Given our business status and a small team (only 3 engineers), it was inefficient for each person to separately handle frontend, backend, and infrastructure tasks. We needed everyone to cover all areas, but a multi-repo setup would require constant repository switching during development and reviews.
We judged that this cross-repo overhead was non-essential and wasteful. Thus, we adopted a monorepo to eliminate this switching cost.
Pros 👍
- Completely eliminates repo-switching tasks
- Simplifies dependency management between projects
- Improves code sharing and reusability across projects
- Easier to enforce consistent coding standards and tools
- Enables atomic commits across multiple applications
Cons 👎
- Onboarding Cost, Setup Cost: Requires solid understanding of CircleCI to optimize deployment flows; onboarding new members may incur learning costs
- Potential for longer build times if not properly optimized
Adding Media Application as a Microfrontend
We integrated a media-oriented Nuxt application within our monorepo as a microfrontend. This approach allowed us to:
| Topic | Benefit |
|---|---|
| Maintain unified codebase | While separating concerns between main application and media content |
| Choose subdirectory distribution | (/articles) over subdomain for better SEO and user experience |
| Isolate infrastructure | By deploying the media app to its own Firebase project while maintaining seamless integration |
| Enable independent scaling | Of media content without affecting core application performance |
BLoC Pattern: Separating State and Presentation
After finding Atomic Design led to components with mixed responsibilities, we adopted the BLoC (Business Logic Component) pattern to create clearer separation of concerns:
- Presentation Components: Handle UI rendering and user interactions
- BLoC Components: Manage state, business logic, and data flow
This approach eliminated ambiguity in component responsibilities and improved maintainability.

RBAC Implementation for Permission Management
As user roles became clearer, we implemented Role-Based Access Control (RBAC) to simplify authorization logic and eliminate code duplication.
Approach: Tell, Don’t Ask
Before: Permission checks were scattered throughout components, with each fetching data and implementing logic (Ask pattern).

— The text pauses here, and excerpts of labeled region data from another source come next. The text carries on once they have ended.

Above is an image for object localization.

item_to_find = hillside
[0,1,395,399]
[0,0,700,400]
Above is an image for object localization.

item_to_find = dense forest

After: Centralized permission checking through a dedicated function (Tell, Don’t Ask pattern).

Example: Project Apply Button
Before - Logic embedded in component:
<button v-if="isAppliable" @click="apply">
Apply for Project
</button>
</template>
<script lang="ts">
computed: {
currentUser(): CurrentUser | null {
return this.$store.getters[CURRENT_USER_GETTER]
},
currentUserProfile(): UserProfile | null {
return this.$store.getters[CURRENT_USER_PROFILE_GETTER]
},
isAppliable(): boolean {
return (
this.currentUser !== null &&
this.currentUserProfile !== null &&
this.currentUserProfile.hasEnoughProfile()
)
}
}
</script>
After - Delegated to permission checker:
<button v-if="isAppliable" @click="apply">
Apply for Project
</button>
</template>
<script lang="ts">
import { checkPermission } from "~/supports/auth/permissionChecker"
import { ParticularWriteAcl } from "~/config/acl/accessControlList"
computed: {
isAppliable(): boolean {
return checkPermission(this.$store, ParticularWriteAcl.PROJECT_APPLY)
}
}
</script>
This abstraction centralizes permission logic, making it easier to maintain and modify access rules without touching component code.